Разумеется, паренек мой не заставил повторять приглашение и пришел в гости, в самую точку угодил, когда борщ уже на столе стоял, а пирожки на сковороде жарились.
— Хорошо, — говорю, — тому жить, кому бабушка ворожит. Можешь идти руки мыть. А не хочешь, можешь и так за стол садиться. Я у Бога в стряпчих не состою, и сечь меня на том свете за тебя не будут.
Говорим мы с ним эдаким вот манером, и чувствую я, что тянет меня к этому человечку. Почему, сам не знаю, а только тянет. Люблю, понимаете, человека, с которым можно словом перекинуться — иной раз изречением, другой раз — притчей, рассуждением о разных высоких материях, — то да се, пятое-десятое… Таков уж Тевье.

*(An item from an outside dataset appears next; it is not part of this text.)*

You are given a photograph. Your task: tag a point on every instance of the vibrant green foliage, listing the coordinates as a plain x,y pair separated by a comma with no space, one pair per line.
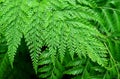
74,38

С этих пор мой паренек стал приходить чуть ли не каждый день. Покончит с уроками и заглянет ко мне отдохнуть, побеседовать. Можете себе представить, что это были за уроки и что они ему давали, прости Господи, если самый крупный богач у нас привык платить не больше трешницы в месяц, да и то требует, чтобы учитель вдобавок прочитывал его телеграммы, надписывал адреса или бегал иной раз по поручениям… Почему бы и нет? Ведь ясно сказано: «Всей душой и всем сердцем» — если ешь хлеб, должен знать за что…
Хорошо еще, что кормился он, собственно, у меня. За это он занимался понемногу с моими дочерьми. Как говорится: «Око за око…» Таким образом сделался он у нас своим человеком. Дети подносили ему стакан молока, а старуха присматривала, чтобы у него рубаха на теле была и носки целые. Вот тогда-то мы и прозвали его Феферл, переделали то есть его имя на еврейский лад. И можно сказать, что все мы его полюбили, как родного, потому что по натуре он, надо вам знать, и в самом деле славный паренек, без хитростей: мое — твое, твое — мое, душа нараспашку…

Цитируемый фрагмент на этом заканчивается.